Heavy industry has been allowed to transgress neighboring communities and ecosystems, disregarding the land and our shared responsibility to it. In October 2018, the Natural Resources Defense Council released the most comprehensive map to date of the areas of highest cumulative vulnerabilities to environmental pollution.[4] We decided to visit some of these most vulnerable areas, focusing on sites along the Calumet River on the Southeast Side of Chicago. Here, roads and rail lines segment the land, subdividing and constricting the remaining ecosystem. The contrasts among the environment, the residential areas, and the factory settings are poignant.
The Calumet River, once a vital corridor of biodiversity, now snakes through dozens of industrial sites. Along its banks, marsh grasses have been replaced by walls of concrete and steel. Industrial pollutants run off into the river from sites such as the KCBX petroleum coke (petcoke) plant, which for years has been the focus of community demands to implement and enforce proper environmental regulations.[5] Pollution from heavy industry has been an ongoing problem since the 1900s, radically changing the river and surrounding watershed. Regulations are hard won in a battle that never truly ends.

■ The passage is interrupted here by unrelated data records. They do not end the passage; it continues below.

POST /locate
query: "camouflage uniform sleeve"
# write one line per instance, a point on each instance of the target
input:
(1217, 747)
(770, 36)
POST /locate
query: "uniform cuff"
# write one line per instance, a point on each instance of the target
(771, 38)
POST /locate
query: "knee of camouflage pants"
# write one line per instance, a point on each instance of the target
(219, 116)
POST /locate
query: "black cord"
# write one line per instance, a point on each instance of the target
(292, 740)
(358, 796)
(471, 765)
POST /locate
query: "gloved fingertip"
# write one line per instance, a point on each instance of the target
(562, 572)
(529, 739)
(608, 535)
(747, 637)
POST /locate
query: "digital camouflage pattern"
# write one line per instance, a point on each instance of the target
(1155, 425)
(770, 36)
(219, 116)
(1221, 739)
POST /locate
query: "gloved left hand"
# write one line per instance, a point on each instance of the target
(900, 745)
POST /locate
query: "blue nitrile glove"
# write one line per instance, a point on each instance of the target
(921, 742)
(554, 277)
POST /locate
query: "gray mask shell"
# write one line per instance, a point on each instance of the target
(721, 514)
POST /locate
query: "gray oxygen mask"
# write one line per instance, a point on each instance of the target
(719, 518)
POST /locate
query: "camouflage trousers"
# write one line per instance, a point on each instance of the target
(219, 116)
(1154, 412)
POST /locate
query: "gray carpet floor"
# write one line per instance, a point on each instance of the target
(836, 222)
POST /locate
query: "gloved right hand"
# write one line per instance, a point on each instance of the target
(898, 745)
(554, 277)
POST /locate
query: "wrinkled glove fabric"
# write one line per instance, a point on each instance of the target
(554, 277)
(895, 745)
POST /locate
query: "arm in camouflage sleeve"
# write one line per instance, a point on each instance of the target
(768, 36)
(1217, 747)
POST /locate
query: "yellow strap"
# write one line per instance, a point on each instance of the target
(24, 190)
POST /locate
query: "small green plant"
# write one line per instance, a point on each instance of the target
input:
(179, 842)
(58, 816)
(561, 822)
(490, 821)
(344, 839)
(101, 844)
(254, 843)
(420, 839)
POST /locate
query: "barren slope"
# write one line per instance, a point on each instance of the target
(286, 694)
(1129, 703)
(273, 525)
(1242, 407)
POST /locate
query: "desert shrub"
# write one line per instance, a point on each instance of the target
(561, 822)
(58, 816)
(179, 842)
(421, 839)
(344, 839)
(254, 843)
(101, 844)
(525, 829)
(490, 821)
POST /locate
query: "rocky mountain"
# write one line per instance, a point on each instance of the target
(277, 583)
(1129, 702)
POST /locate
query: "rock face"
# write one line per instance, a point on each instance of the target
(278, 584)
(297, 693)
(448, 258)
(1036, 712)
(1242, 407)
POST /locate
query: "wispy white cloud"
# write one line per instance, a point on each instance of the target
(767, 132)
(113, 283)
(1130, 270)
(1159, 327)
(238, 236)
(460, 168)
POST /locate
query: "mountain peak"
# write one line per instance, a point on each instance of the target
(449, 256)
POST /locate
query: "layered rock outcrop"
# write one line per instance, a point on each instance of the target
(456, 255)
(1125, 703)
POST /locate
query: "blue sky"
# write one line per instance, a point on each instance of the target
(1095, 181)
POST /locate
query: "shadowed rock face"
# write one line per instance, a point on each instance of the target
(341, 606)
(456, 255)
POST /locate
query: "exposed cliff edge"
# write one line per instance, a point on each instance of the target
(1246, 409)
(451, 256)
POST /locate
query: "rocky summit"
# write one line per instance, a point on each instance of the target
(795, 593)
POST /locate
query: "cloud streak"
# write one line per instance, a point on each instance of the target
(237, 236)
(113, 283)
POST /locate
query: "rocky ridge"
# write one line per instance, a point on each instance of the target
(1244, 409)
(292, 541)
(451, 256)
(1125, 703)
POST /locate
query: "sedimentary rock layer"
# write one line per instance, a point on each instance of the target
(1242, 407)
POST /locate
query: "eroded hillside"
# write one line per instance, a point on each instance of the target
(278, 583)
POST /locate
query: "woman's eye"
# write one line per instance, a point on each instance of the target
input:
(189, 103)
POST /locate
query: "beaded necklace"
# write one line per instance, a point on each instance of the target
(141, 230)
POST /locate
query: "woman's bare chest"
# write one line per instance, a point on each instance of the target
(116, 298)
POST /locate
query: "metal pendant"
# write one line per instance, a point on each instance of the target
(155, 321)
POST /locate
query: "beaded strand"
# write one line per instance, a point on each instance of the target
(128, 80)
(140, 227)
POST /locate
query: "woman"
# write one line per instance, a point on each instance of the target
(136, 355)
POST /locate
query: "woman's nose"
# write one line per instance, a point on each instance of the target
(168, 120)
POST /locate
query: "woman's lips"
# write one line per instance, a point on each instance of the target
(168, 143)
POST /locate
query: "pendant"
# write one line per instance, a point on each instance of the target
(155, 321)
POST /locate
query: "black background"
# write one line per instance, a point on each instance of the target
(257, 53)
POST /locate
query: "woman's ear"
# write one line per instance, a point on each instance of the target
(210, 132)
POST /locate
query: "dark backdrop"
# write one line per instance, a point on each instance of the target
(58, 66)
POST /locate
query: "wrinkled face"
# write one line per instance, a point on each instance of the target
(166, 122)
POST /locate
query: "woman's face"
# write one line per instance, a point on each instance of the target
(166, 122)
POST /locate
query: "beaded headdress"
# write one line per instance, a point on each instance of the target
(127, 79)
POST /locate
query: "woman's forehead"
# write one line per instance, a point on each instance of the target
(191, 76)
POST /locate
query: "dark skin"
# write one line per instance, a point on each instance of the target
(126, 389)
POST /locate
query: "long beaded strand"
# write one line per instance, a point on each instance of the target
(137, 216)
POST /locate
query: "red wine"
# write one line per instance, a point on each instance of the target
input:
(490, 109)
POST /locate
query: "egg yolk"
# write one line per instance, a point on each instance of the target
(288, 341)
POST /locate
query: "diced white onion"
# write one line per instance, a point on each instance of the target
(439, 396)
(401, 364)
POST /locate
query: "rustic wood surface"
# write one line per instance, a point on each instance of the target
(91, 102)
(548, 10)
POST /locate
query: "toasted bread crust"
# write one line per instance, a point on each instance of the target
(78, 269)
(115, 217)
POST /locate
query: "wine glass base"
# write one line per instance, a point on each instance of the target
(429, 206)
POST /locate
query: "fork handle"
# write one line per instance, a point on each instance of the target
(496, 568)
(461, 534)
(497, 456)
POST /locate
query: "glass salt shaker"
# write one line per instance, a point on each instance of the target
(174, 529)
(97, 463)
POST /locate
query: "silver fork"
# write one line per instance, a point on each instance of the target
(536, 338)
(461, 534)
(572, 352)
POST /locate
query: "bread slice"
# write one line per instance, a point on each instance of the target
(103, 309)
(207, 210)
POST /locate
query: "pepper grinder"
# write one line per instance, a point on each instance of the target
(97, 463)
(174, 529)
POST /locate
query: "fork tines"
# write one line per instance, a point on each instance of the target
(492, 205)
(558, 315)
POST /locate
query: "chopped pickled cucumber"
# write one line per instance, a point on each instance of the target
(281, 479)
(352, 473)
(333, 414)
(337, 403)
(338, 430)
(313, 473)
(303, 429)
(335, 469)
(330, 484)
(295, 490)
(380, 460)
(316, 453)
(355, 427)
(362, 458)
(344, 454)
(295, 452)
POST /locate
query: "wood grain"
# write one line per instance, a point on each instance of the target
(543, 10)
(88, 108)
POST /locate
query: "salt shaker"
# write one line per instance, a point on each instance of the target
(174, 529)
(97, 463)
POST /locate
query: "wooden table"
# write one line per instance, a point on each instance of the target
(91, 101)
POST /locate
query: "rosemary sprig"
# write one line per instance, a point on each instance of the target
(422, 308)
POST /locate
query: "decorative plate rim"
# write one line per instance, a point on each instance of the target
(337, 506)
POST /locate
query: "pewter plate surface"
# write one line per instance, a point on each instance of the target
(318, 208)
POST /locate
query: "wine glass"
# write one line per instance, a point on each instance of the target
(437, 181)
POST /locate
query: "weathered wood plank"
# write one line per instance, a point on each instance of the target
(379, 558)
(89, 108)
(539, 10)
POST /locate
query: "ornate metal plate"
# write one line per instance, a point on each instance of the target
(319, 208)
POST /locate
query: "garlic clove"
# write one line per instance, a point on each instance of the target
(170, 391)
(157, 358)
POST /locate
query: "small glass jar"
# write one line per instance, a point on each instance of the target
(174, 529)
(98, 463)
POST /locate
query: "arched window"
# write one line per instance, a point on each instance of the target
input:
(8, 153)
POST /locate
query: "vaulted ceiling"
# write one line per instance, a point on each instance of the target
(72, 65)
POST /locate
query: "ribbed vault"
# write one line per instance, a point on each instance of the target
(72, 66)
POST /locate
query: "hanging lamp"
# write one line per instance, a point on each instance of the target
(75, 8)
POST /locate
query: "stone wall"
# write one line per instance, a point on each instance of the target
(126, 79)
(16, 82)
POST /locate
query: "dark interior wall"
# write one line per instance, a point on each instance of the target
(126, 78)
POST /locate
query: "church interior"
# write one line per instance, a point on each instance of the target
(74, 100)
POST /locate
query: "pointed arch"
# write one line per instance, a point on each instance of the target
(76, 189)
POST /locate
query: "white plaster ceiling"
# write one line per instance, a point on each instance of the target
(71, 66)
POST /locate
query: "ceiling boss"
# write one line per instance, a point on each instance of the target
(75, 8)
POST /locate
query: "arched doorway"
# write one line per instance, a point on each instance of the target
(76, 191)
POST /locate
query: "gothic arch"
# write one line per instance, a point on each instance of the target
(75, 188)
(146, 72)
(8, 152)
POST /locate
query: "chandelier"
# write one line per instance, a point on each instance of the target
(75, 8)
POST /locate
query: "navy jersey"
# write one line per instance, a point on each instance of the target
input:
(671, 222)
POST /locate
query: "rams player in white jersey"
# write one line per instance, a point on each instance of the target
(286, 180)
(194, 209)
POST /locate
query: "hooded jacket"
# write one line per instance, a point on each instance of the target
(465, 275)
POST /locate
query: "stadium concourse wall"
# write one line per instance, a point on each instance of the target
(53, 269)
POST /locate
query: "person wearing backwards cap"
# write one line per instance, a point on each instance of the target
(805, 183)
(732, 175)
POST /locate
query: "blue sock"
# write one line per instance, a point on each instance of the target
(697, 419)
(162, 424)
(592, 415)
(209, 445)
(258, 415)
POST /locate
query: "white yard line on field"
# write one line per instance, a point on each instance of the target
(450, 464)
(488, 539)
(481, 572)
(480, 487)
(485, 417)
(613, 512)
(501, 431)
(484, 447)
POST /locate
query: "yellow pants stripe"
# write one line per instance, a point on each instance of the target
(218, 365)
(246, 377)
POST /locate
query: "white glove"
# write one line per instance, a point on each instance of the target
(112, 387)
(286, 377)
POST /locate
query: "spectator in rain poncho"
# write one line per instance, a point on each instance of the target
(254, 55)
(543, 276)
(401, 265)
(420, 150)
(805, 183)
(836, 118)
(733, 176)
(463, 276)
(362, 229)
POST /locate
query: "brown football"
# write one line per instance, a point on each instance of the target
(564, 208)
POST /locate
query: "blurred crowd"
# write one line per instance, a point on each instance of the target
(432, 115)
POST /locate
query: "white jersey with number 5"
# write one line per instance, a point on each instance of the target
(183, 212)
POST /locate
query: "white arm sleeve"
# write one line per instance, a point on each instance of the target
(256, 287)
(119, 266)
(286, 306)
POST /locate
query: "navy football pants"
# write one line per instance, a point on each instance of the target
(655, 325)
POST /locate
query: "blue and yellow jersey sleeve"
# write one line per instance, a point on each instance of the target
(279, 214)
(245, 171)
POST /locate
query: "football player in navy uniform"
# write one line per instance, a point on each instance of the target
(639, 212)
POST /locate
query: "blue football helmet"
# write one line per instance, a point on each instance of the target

In the middle of South Deering, among the industrial factories, is a place called Big Marsh, a former dumping site for slag and other toxic byproducts from the smelting of ore. Big Marsh is now a park and wetland hosting numerous species of native birds and plants. This restoration project undertaken by the Chicago Park District aims to bring back the native ecosystems along the Calumet River.[6] While Big Marsh looks like an idyllic piece of nature, it is an entirely man-made re-creation of the environment that existed before it was subjected to industrial toxic wastes. We assume that we can simply bury the problem and continue to build on top of it, but the marks of industry will never go away. However, the Big Marsh project is an example of how we can foster new relationships with the land.
People often think of land in the context of ownership, boundaries, material worth, and economics, bearing the biases and politics of the current culture. Once the land has been stripped of its autonomy in this way—once it is seen as a body to be colonized, worked, and exhausted—it becomes easier—indeed, almost inevitable—to overlook the experiential history of a place. We must learn to think about land as communal and part of a shared past. Once we’ve acknowledged land as an entity essential to ourselves and to our identity as living beings, only then can we foster a relationship of mutual respect. How we, as a society and culture treat the land is a direct reflection of how we treat one another. It is the very foundation of our social contract, a contract that we must expand to encompass a larger world outside of ourselves—a living world with which we are more intertwined than we realize.